The Pec Fly is an isolation exercise for the chest.  The chest muscles attach along the sternum in the middle of the rib cage and attach along the collarbone and onto the top of the humerus bone in the arm.  Its primary functions are to adduct the arm, or bring it in towards the center of the body, and rotate the arm inward.  Another movement the chest aids in is flexing the shoulder, and in turn raising the arm.  However, this movement is limited to the fibers of the chest that attach along the collarbone, which are commonly referred to as the upper chest.  The middle and lower chest fibers do not aid in this movement at all.
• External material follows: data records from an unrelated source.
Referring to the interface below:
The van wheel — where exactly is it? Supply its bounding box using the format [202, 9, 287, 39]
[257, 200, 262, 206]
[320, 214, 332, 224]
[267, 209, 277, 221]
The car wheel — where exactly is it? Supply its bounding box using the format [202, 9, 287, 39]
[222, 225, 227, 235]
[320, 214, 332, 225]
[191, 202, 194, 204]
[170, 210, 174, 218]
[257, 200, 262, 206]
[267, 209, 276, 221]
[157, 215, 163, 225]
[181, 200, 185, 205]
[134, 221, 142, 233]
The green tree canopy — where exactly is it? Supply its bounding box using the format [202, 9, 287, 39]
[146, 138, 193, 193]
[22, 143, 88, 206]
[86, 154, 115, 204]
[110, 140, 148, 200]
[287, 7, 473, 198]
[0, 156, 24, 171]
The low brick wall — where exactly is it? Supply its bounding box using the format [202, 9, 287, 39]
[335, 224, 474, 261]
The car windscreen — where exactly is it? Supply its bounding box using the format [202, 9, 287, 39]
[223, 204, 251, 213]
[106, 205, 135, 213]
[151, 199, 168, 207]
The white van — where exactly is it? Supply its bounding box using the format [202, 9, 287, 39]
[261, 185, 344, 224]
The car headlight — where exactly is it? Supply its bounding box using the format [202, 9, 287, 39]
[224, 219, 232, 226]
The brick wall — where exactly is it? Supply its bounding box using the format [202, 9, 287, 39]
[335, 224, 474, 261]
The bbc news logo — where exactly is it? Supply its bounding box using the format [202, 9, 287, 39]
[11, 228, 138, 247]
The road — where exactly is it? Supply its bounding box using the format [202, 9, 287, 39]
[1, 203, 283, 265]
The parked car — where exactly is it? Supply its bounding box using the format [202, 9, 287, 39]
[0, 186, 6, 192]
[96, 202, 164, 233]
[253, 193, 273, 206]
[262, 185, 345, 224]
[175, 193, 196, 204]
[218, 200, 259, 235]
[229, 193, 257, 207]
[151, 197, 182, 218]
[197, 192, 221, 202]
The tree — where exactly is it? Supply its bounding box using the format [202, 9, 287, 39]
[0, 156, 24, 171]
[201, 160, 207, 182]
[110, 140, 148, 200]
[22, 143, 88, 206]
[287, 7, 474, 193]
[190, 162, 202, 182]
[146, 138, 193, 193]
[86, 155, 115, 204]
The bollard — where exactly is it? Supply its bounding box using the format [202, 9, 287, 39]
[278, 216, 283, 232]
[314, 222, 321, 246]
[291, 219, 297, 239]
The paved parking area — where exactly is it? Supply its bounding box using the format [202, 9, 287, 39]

It is very common to see people in the gym performing a Pec Fly only by bringing their arms from the bottom to the top, or vice versa.  However, if the arms do not come to or cross the center of the body, then there isn’t much activation of the whole chest, only the upper chest.  This is because the middle and lower chest aren’t doing their job of bringing the arm inward to the middle.  Denying these two portions of the chest to drive the movement robs the exerciser of valuable work and development in the chest and makes the Pec Fly more of a Front Raise with an underhand grip.

In order to keep the Pec Fly specifically an isolation exercise for the chest, it’s important that you emphasize bringing your arms either to the center or even across the center of your body.  This will activate the most muscle fibers inside the chest and allow you to get more work out of your workouts, and therefore burn more calories and build more lean muscle tissue.

Remember, you don’t want to invent the wheel!  Be absolutely sure that your movement in any exercise is to make the muscles do the job they were built to do, but with resistance and control.  To force movement of the body without proper activation of the muscles leads to improper training, lagging results, and an open invitation for injury.